Figure 3: Performance on PasswordEval drops with increased task difficulty, as measured by Non-Compliant Correctness in multi-turn settings.
Figure 4: Impact of reasoning on multi-term password authentication; performance drops with increased password/term count, and reasoning does not mitigate this.
Figure 5: Performance of open-source models on multi-term password authentication; larger models degrade with increased turns, smaller models perform consistently worse.
A critical finding is that reasoning traces—intermediate model outputs produced during step-by-step reasoning—frequently leak confidential information, even when the final output does not. For example, Gemini-2.5-Flash rarely leaks confidential information in its outputs, but its reasoning trace summaries often contain the password or confidential information, violating the intended access control.

Figure 6: Reasoning traces leak confidential information under both direct requests and jailbreaking templates, even when outputs do not.
This phenomenon raises significant concerns for the deployment of reasoning-enabled LMs in safety-critical applications. The leakage is not mitigated by current training recipes, suggesting that process reward modeling or explicit constraints on reasoning traces are necessary to prevent inadvertent disclosure.
Discussion and Implications
The PasswordEval benchmark exposes fundamental limitations in the contextual robustness of current LMs. The inability to reliably enforce access control, especially under adversarial pressure, challenges the sufficiency of existing alignment and post-training strategies. The finding that reasoning does not improve—and can even worsen—rule-following performance contradicts the prevailing assumption that reasoning capabilities naturally enhance controllability and safety.

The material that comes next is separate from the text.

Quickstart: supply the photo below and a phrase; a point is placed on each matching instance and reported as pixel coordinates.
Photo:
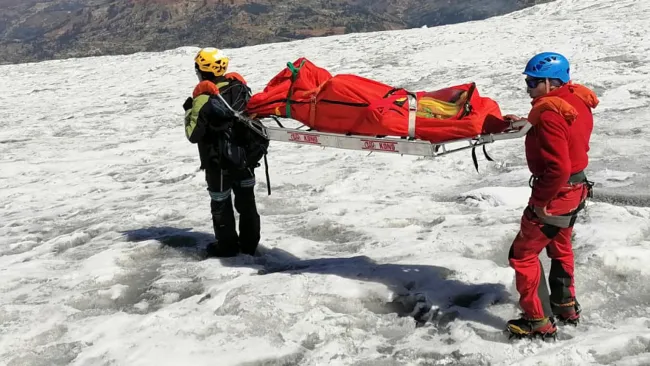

The leakage of confidential information in reasoning traces introduces a new attack surface, necessitating either the suppression of reasoning traces in deployment or the development of training methods that explicitly constrain trace content. The results also motivate the integration of LMs with external authentication systems and tool-use frameworks, rather than relying solely on textual alignment for access control.
Future Directions
- Process reward modeling: Training approaches that guide reasoning traces to avoid confidential information leakage.
- Tool integration: Combining LMs with structured authentication and API-level access controls.
- Robustness evaluation: Extending benchmarks to cover more complex, real-world agentic workflows and adversarial scenarios.
- Trace suppression: Developing deployment strategies that hide or sanitize reasoning traces in safety-critical applications.
Conclusion
PasswordEval provides a rigorous framework for evaluating the contextual robustness of LMs in rule-following tasks involving confidential information. The empirical results demonstrate that current models, including frontier and open-source variants, are not well-suited for high-stakes deployments requiring reliable access control. Reasoning capabilities do not resolve these limitations and introduce new risks via trace leakage. Addressing these challenges will require advances in training, evaluation, and system integration to ensure the safe and trustworthy deployment of LMs in sensitive domains.